JB Schwimmer et al. Gastroenterol 2016; 151: 1141-54.  Using a double-masked trial with 169 children with NAFLD, the use of cysteamine bitartrate for 1 year did not reduce histologic activity scores, but did reduce liver aminotransferase levels.

NA Terrault et al. Gastroenterol 2016; 151: 1131-40. The authors collected data from 2099 participants in the HCV-TARGET study who mainly received ledpasvir-sofosbuvir (311 received therapy in combination with ribavirin).  The study included 25% blacks, 66% with genotype 1A, 41% with cirrhosis, 50% with prior treatment, and 30% who were receiving proton pump therapy.  Key finding: SVR12 rates varied from 95% to 97% based on duration of therapy.  Factors that predicted SVR12 included higher albumin (>3.5 g/dL), lower total bilirubin (<1.2), absence of cirrhosis, absence of proton pump inhibitor therapy.

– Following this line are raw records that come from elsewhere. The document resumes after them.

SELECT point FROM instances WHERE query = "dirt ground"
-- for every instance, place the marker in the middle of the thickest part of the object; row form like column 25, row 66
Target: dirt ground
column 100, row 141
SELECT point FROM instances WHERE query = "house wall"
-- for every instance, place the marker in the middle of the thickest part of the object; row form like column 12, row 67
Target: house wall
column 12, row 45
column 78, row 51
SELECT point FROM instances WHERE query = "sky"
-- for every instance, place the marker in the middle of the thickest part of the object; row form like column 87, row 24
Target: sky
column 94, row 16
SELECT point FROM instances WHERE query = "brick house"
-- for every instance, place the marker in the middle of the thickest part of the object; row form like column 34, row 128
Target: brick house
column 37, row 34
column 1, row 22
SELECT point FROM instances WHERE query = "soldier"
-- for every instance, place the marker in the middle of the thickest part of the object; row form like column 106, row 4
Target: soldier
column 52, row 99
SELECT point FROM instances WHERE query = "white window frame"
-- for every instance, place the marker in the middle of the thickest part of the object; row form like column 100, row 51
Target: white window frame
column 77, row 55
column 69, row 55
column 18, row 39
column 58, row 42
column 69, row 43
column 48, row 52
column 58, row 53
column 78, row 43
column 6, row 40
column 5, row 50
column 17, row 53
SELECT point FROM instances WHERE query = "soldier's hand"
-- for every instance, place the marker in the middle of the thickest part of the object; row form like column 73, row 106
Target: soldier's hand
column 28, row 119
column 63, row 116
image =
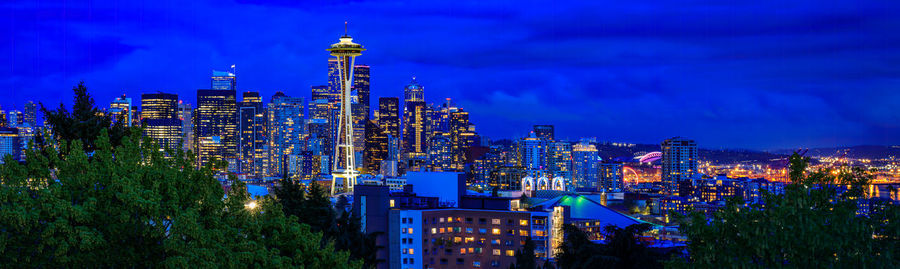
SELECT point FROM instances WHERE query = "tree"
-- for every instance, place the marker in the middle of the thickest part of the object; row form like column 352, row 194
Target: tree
column 525, row 256
column 133, row 205
column 577, row 251
column 813, row 224
column 314, row 209
column 84, row 123
column 622, row 249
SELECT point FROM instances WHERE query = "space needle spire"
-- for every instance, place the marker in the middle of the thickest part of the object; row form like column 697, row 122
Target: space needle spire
column 344, row 164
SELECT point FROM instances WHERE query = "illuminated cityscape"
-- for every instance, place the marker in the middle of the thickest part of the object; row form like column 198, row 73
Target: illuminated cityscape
column 515, row 157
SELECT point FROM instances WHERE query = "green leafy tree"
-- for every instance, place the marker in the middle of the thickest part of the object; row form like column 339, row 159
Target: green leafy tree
column 134, row 206
column 84, row 123
column 339, row 227
column 813, row 224
column 622, row 249
column 577, row 251
column 525, row 258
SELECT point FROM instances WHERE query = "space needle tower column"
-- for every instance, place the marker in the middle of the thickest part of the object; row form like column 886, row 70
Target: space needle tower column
column 344, row 165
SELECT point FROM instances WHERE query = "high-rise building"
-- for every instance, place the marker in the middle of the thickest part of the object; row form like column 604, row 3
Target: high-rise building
column 159, row 115
column 287, row 134
column 534, row 152
column 216, row 116
column 208, row 148
column 544, row 132
column 389, row 115
column 30, row 114
column 462, row 136
column 414, row 122
column 585, row 160
column 185, row 114
column 222, row 80
column 611, row 177
column 344, row 166
column 252, row 128
column 15, row 118
column 414, row 92
column 159, row 106
column 121, row 107
column 679, row 165
column 10, row 143
column 559, row 159
column 376, row 148
column 440, row 153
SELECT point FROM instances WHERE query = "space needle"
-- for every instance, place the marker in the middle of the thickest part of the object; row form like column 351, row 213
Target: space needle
column 344, row 165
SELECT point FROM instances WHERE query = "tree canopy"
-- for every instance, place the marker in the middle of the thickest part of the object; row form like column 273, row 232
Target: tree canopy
column 131, row 206
column 85, row 122
column 813, row 224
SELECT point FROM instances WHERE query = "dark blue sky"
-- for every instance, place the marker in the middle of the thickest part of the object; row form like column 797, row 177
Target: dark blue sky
column 758, row 74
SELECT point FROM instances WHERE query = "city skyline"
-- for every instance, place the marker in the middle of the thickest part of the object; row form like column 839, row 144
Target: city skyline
column 814, row 83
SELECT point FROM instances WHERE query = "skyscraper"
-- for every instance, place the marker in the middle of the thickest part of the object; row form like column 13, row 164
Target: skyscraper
column 585, row 160
column 544, row 132
column 216, row 116
column 344, row 167
column 251, row 126
column 534, row 152
column 222, row 80
column 611, row 178
column 10, row 143
column 376, row 147
column 462, row 136
column 30, row 114
column 286, row 131
column 679, row 164
column 389, row 115
column 559, row 160
column 185, row 113
column 414, row 124
column 440, row 153
column 360, row 108
column 159, row 114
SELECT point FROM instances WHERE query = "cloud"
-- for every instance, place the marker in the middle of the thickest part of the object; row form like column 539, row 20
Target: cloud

KR Olson et al. NEJM 2017; 376: 268-78.  This case report of an 18 yo woman with acute liver failure provides a helpful review.  For Wilson’s disease, the article reviews rapid diagnostic criteria: “a screen that shows a ratio of alkaline phosphatase (IU per liter) to total bilirubin (mg per deciliter) of lower than 4.0 and then subsequently shows a ratio of aspartate aminotransferase (IU per liter) to alanine aminotransferase (IU per liter) of higher than 2.2 has been described as 100% sensitive and specific for the diagnosis of Wilson’s disease.”  Making this diagnosis quickly is crucial and allows these patients to be UNOS status 1A, “the only cause of acute liver faliure that allows a patient with preexisting liver disease to be listed as status 1A”

Among children older than 10 years of age, Wilson's disease accounted for 90% of metabolic disease.

Among children older than 10 years of age, Wilson’s disease accounted for 90% of metabolic disease.